Organizing for Action, the committee formerly known as Obama for America, released its first list of donors today, inconveniently organized alphabetically on 26 separate pages.

Sunlight has parsed the data and put this in table format for your convenience. Click here to see a Google spreadsheet of reported donors. The second tab gives you state-by-state totals for the committee's contributions. 

We have done this quickly to be helpful and we are reasonably confident that this data is correct. If you see any errors or problems, email us here.

The list includes some familiar names. Half of the two dozen donors who gave at least $10,000 to OFA were major Obama bundlers — collecting more than $500,000 each — for the president's reelection campaign last year. A list of the bundler donors is here. The $10,000+ club represented 27 percent of OFA's haul in the first quarter. 

Even so, OFA's executive director, Jon Carson, in an email to supporters, emphasized that the group was "grassroots-funded" and that the average contribution from its more-than 100,000 donors was $44 to fight the "special interests on the other side."

Three donors contributed over $100,000 to OFA.

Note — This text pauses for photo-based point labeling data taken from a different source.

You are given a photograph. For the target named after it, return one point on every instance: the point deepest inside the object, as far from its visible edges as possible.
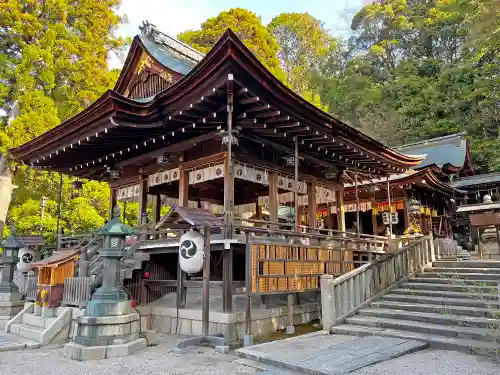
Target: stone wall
(188, 321)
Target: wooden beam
(176, 147)
(289, 151)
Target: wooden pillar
(340, 210)
(296, 185)
(143, 202)
(407, 212)
(112, 202)
(183, 188)
(311, 204)
(273, 196)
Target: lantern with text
(191, 252)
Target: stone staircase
(42, 330)
(452, 305)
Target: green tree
(249, 28)
(416, 69)
(303, 42)
(53, 64)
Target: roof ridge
(151, 32)
(429, 141)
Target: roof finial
(147, 28)
(116, 212)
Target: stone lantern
(11, 300)
(109, 327)
(114, 234)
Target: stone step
(452, 280)
(467, 264)
(438, 309)
(440, 300)
(442, 318)
(481, 334)
(489, 271)
(445, 294)
(494, 278)
(451, 287)
(28, 332)
(37, 321)
(438, 342)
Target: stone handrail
(343, 296)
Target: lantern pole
(357, 201)
(58, 235)
(389, 201)
(296, 183)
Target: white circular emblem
(191, 252)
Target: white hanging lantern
(191, 252)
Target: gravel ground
(433, 362)
(161, 359)
(155, 360)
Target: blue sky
(175, 16)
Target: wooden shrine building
(428, 184)
(217, 131)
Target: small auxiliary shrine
(51, 274)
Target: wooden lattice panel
(303, 264)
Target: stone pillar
(11, 300)
(109, 327)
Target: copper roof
(120, 128)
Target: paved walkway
(324, 354)
(12, 342)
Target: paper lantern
(191, 252)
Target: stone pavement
(13, 342)
(320, 353)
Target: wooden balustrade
(343, 296)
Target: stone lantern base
(116, 334)
(10, 305)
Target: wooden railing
(30, 284)
(77, 291)
(343, 296)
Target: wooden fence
(77, 291)
(343, 296)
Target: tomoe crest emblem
(188, 249)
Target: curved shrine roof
(444, 154)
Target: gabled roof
(425, 178)
(448, 154)
(487, 179)
(170, 53)
(117, 128)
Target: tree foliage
(247, 26)
(416, 69)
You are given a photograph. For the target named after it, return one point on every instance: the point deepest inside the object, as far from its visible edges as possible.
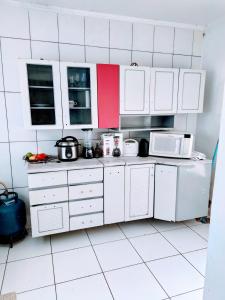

The most generous: Philip Munger of New York, at $250,000. This is likely the son of Charles T. Munger, the billionaire who serves as the chief deputy to Warren Buffett as his investment firm Berkshire Hathaway. The younger Munger has contributed about $1.5 million to political candidates in the past, according to Influence Explorer, including nearly $1 million in the recent election cycle, most of which went to the Ohio Democratic Party.

The next biggest contributor, at $125,000, is Levi Strauss heir John Goldman. Appointed to the president's Advisory Committee on the Arts, Goldman during the 2012 campaign cycle gave $100,000 to Priorities USA, a super PAC supporting Obama in the last election. It was also Goldman who held a fundraiser earlier this month at his home for the Democratic Natonal Committee. Obama attended the event. The San Francisco resident used to be the CEO of the insurance brokerage firm Richard N. Goldman Co., named for his late father.

The other $125,000 donor, also from the Bay Area, is Nicola Miner, the daugher of Robert Miner, the late co-founder of the tech company Oracle. Miner works in real estate and contributed nearly $150,000 to Democratic candidates and pro-Democratic committees in the last election cycle.

From the Los Angeles area, private equity and venture capital executive Imaad Zuberi, who also serves on Organizing for Action's board of directors, chipped in $50,000. Zuberi was a national co-chair for Obama's National Finance Committee, a group of its wealthiest donors and bundlers. 

Another noteworthy high-dollar donor is New York hedge fund executive Orin Kramer, who reportedly attended the group's inaugural dinner with the president in March and was an leading money bundler for Obama during his first presidential run.

Donald Sussman, the hedge fund executive and husband of Democratic congresswoman Chellie Pingree of Maine, contributed $50,000. He gave about $2.5 million to candidates and committees for the 2012 elections, including more than $1.3 million to super PACs.

Other large donors are Frank White, who was a co-chair of the president's 2013 inauguration and a former member of  the National Advisory Committee on Minority Business Enterprises, Andrew Tobias, the treasurer of the Democratic National Committee, and Richard Harpootlian, the chair of the South Carolina Democratic Party, who contributed $10,000.

The lone organization among the high-dollar donors: the National Education Association, one of the nation's leading teachers' unions. It contributed $15,466.